The first is from WotC. It's an excerpt from the 4.0 DMG about the sample village, Fallcrest. We get a nice, full-color map, a history of the town, three keyed areas, and the stat-block for a well-to-do tiefling merchant.

Judging by the forests, especially the woods growing dangerously close to the castle (areas 8 and 9), it appears that this is a fairly fertile valley. As such, I'd assume those fields are growing grains of some sort. In that case, Fallcrest needs a mill. I'd suggest putting a water mill at the smaller falls (area 21) or putting in a mill-pond and water mill in the area of ruins between 21 and 23.

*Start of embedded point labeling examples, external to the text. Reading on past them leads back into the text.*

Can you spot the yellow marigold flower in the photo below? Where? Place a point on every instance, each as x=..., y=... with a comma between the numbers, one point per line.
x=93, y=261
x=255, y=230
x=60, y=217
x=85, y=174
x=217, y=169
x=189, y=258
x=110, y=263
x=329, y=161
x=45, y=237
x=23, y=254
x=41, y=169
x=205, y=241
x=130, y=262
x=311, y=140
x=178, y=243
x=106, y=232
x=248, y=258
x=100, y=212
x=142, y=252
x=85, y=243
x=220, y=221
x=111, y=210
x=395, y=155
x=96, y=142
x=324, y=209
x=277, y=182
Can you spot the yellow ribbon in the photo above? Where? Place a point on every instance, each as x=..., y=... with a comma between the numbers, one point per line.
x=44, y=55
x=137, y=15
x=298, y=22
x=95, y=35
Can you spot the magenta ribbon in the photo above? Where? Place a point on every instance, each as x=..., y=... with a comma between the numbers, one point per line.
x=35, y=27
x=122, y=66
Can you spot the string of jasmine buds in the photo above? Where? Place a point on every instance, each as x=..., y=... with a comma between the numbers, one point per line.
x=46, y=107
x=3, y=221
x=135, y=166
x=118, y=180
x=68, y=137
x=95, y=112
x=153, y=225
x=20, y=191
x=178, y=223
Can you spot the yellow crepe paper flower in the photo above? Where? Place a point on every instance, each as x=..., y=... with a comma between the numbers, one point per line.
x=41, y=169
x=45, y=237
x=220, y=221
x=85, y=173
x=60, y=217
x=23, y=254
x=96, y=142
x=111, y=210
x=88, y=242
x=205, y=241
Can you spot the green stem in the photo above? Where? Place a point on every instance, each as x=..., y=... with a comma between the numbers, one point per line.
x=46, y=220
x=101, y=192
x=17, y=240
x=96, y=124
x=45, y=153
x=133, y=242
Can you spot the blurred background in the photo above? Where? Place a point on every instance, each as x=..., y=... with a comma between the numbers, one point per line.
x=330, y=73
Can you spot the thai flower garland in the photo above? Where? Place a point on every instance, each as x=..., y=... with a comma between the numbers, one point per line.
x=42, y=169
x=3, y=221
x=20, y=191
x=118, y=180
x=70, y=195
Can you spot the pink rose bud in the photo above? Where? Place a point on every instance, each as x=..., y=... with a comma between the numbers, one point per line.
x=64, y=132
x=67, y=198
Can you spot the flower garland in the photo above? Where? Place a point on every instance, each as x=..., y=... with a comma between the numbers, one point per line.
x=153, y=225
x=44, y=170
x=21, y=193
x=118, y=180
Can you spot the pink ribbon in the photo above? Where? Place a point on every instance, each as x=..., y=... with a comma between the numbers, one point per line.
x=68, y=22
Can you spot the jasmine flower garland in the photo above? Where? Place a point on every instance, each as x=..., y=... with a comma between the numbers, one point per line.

The next to come from Sham's Grog 'n Blog:

OK, so I’ve got a new toy. Rather, I should specify, I had my computer literate and all-around wonderful Wife show me how to actually USE her scanner. I think I’ve discovered a new tool that will keep me busy rooting through my gaming closet and posting images.

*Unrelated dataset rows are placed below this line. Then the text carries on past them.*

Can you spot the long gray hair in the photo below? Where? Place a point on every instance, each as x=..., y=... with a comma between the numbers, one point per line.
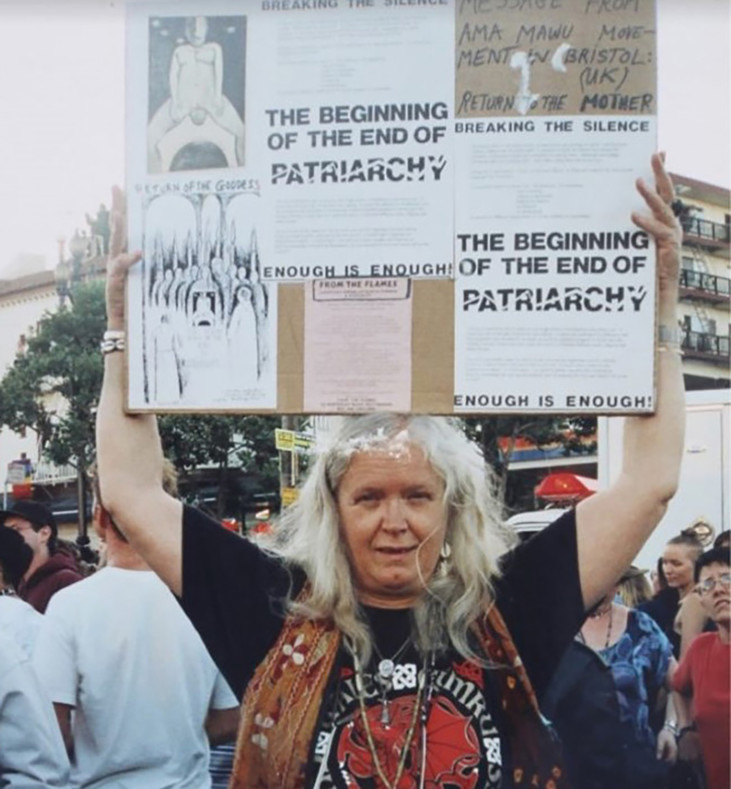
x=308, y=534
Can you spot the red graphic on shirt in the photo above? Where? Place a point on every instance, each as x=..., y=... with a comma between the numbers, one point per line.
x=453, y=753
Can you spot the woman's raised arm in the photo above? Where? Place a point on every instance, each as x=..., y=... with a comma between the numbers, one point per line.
x=613, y=525
x=129, y=454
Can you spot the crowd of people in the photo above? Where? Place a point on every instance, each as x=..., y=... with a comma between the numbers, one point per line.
x=387, y=633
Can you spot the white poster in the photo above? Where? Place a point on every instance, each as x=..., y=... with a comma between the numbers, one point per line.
x=354, y=108
x=493, y=143
x=202, y=323
x=555, y=286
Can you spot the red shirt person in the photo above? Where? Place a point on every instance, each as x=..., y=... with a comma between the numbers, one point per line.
x=702, y=681
x=50, y=569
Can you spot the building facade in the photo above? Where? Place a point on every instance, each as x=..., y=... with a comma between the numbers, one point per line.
x=705, y=283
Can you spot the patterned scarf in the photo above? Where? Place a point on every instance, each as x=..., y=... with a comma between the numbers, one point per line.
x=282, y=702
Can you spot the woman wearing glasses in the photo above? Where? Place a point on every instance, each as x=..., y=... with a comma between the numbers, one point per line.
x=702, y=681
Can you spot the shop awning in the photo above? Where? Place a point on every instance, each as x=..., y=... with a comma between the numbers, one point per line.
x=564, y=486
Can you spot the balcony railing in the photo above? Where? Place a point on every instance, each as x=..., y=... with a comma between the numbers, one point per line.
x=707, y=283
x=712, y=347
x=50, y=474
x=715, y=233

The first isn't really from his closet as it's a new project: a map for his Spawning Grounds of the Crabmen for the Fight On! megadungeon project. Sham's an excellent cartographer with a good clean hand. While the tunnels of the crabmen twist and turn over and under each other, Sham's depictions make it easy for the DM to know exactly where everything is in relation to everything else. His lines are so neat and fine, I suspect he's using a mechanical pencil, 0.5 or 0.7 at a guess. There are some odd bits that I can't decipher, such as three short tunnels near the center, with horseshoe-shaped entrances at both ends and odd, wavey lines between them. Otherwise, it's easy to understand what Sham's trying to communicate.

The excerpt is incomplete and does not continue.